Cosa vi ha colpito del formato verticale?

I video pensati sfruttando l’altezza dell’immagine, permettono di ritrarre al meglio le persone riproducendone fedelmente la fisicità, catturandone i gesti, il linguaggio corporeo e le espressioni. C’è qualcosa di primordiale nel poterci concentrare nelle piccole pieghe del labbro, in quelle sfumature facciali… Del resto noi siamo scimmie! Non abbiamo piume colorate per comunicare ma abbiamo evoluto l’empatia, e quindi la capacità di cogliere i dettagli nei volti delle persone che ci circondano. Non a caso in inglese la modalità di visione verticale si chiama portrait mode e quella orizzontale landscape: ritratti e panorami, appunto. Trasformando il 16:9 in 9:16 si creano ritratti che danno intensità, vicinanza e attenzione ai caratteri dei personaggi.

Ma perché Plurals sarebbe una smartserie? Cosa c’è di smart in una serie a puntate?

Ci arriviamo subito: con “Plurals” non parliamo più di screen to smartphone ma di native mobile: lo smartphone non è più la frontiera da raggiungere ma un mondo nuovo che pensiamo possa generare una nuova forma narrativa, la smartserie: un prodotto crossmediale studiato appositamente per essere fruito sul palmo di una mano, mentre si viaggia, ci si rilassa, ovunque ci si trovi. Parliamo di un panorama innovativo, con enormi margini di sviluppo: qual è la durata ideale? Qual è il grado di interazione raggiungibile? Quali sono gli ostacoli che si frappongono tra la serie e l’utente? Noi non abbiamo le risposte a tutte queste domande.
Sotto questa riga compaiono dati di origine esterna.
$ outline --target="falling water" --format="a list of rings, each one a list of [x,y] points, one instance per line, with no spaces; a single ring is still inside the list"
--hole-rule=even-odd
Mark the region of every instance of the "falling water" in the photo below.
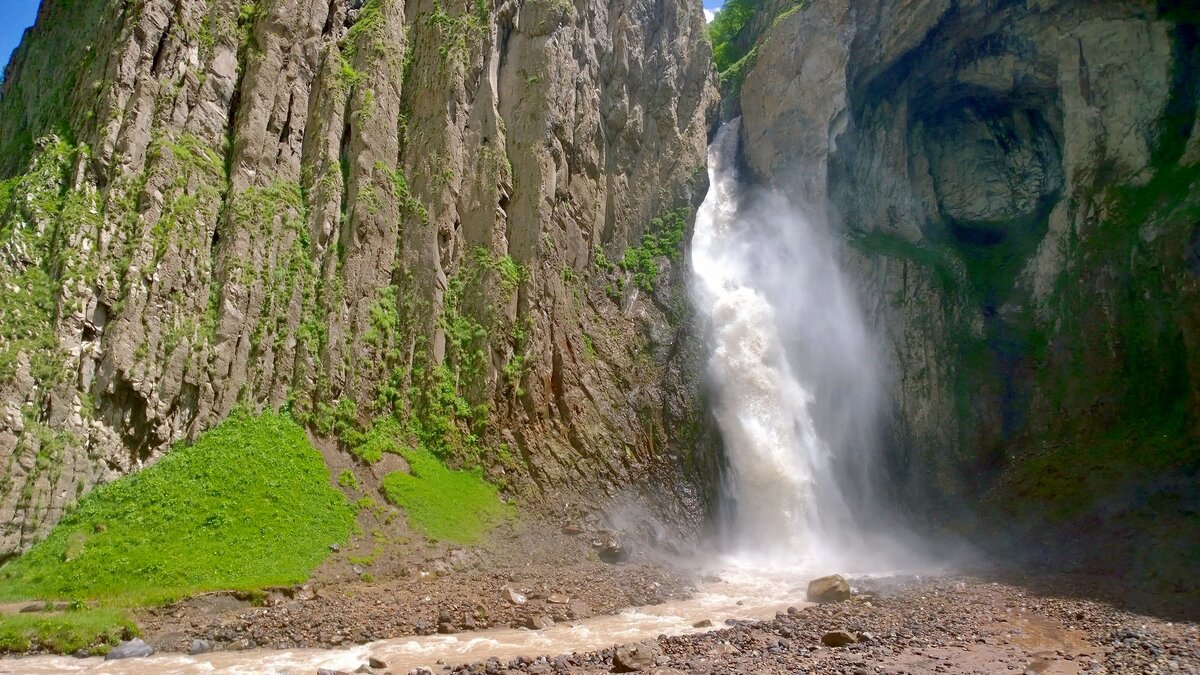
[[[782,196],[739,186],[738,136],[734,120],[709,149],[691,257],[730,543],[758,562],[845,568],[860,539],[851,503],[871,496],[874,351],[827,233]]]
Riteniamo Plurals, da questo punto di vista, un esperimento ma siamo convinti che la prospettiva sia quella di un ulteriore passo verso la sospensione dell’incredulità: per noi autori le opportunità sembrano infinite – e anche i produttori di smartphone sono d’accordo, non a caso la Apple ha appena lanciato un corto in verticale diretto dal regista di “La La Land” – ma siamo sicuri che ci sia spazio per tanto altro: siamo abituati a vedere le partite in orizzontale, ma come sarebbe assistere ad una finale di Champions dalla curva?